Oysters for breakfast? Yes, please.
Toronto-based shucking judge John Baby and shucking competition coordinator Nancy Civetta before the competition.
The first competitors took the stage about 1 p.m. Twenty-two shuckers competed in 11 heats in front of a crowd estimated to be over 10,000.
Beer sales were brisk!
2012 champion shucker James Gray goes for two-in-a-row win.
Two time shucking champion Barbara Austin had support from the cheering crowd.

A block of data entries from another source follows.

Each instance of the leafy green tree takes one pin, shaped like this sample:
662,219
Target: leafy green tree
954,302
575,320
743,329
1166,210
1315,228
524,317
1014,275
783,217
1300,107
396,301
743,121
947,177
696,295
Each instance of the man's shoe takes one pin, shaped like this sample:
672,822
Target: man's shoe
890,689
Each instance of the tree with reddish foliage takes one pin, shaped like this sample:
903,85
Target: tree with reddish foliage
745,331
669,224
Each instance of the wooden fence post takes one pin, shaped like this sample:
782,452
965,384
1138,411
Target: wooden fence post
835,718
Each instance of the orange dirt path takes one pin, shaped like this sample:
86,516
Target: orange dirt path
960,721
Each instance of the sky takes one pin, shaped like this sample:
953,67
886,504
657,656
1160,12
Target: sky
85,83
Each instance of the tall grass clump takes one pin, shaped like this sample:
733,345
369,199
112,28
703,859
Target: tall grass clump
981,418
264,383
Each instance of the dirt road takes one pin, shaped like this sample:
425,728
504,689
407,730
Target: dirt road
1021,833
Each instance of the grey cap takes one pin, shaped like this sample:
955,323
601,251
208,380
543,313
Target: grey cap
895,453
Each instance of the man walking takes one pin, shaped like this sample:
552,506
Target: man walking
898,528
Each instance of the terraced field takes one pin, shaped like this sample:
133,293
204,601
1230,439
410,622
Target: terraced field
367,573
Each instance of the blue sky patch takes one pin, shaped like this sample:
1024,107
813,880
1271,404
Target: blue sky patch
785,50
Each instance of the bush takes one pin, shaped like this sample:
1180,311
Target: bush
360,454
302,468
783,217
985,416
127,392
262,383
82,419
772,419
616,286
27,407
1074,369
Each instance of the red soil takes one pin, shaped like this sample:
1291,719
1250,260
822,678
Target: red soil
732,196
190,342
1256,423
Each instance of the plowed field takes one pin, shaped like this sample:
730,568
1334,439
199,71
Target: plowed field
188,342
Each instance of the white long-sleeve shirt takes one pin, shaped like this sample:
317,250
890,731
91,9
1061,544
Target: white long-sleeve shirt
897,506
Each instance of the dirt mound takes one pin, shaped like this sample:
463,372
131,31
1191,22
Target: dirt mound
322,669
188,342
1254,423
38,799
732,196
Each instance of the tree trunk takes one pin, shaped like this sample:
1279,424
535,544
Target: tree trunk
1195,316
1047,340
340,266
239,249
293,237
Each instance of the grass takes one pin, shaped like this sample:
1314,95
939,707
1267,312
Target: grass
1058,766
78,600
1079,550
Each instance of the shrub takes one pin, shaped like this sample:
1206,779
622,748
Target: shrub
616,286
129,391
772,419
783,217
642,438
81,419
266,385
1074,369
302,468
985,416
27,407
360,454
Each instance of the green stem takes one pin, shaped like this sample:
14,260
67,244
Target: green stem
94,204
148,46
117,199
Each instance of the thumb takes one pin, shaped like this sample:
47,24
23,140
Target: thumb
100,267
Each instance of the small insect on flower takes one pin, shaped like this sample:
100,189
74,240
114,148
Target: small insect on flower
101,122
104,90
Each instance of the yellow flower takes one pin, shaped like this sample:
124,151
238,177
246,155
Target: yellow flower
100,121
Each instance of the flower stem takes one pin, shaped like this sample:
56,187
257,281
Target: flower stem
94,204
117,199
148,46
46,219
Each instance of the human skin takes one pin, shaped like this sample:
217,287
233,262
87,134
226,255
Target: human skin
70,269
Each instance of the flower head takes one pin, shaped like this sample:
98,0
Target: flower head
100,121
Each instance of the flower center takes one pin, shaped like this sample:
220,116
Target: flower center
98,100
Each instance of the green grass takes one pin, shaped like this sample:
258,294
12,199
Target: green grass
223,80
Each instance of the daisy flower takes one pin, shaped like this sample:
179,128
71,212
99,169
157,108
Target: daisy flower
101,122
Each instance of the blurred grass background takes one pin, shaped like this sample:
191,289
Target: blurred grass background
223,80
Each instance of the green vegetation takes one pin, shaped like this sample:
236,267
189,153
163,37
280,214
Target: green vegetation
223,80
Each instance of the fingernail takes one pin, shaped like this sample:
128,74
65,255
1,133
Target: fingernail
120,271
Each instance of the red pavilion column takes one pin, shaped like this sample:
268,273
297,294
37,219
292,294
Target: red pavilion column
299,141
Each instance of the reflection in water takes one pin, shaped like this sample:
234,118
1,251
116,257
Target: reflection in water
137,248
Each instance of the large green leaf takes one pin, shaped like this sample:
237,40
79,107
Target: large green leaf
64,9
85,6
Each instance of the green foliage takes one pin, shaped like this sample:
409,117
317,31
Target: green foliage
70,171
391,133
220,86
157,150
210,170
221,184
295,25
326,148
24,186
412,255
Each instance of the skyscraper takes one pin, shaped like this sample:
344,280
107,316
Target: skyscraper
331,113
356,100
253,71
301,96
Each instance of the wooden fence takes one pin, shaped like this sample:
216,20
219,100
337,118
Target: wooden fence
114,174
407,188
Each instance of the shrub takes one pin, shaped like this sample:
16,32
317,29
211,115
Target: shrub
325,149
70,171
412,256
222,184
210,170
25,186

Emcees Eric Williams and Mac Hay banter between heats.
Paul Suggs raises arms high after speedily opening 24 oysters. But speed isn’t the only thing that determines who wins; aesthetic presentation counts, too, with penalties added for broken shells, cut oysters, grit, and blood from slashed fingers.
In judging tent, oysters are meticulously and anonymously checked for deviations from perfection.
Tomorrow, 10 shuckers will compete for the $1,000 first prize and bragging rights for a year.
Crowds scarfed down oysters before, during and after the competition.
Sincere apologies for the photo-heavy post. This blogger's typing hand was seriously injured last night...putting out a fire! However, I hear oysters help the healing process.
I grew up spending part of every summer in Wellfleet, Massachusetts, which included eating many oysters. After stumbling into an oyster shucking competition in Miami Beach in 2006, I’ve become a fan of the sport and have written about local, national, and international competitions for the Boston Globe, Los Angeles Times, American Way Magazine, and the Huffington Post. I've also written oyster-centric stories for Rustik and Modern Farmer. I’ve never met an oyster I didn’t want to eat.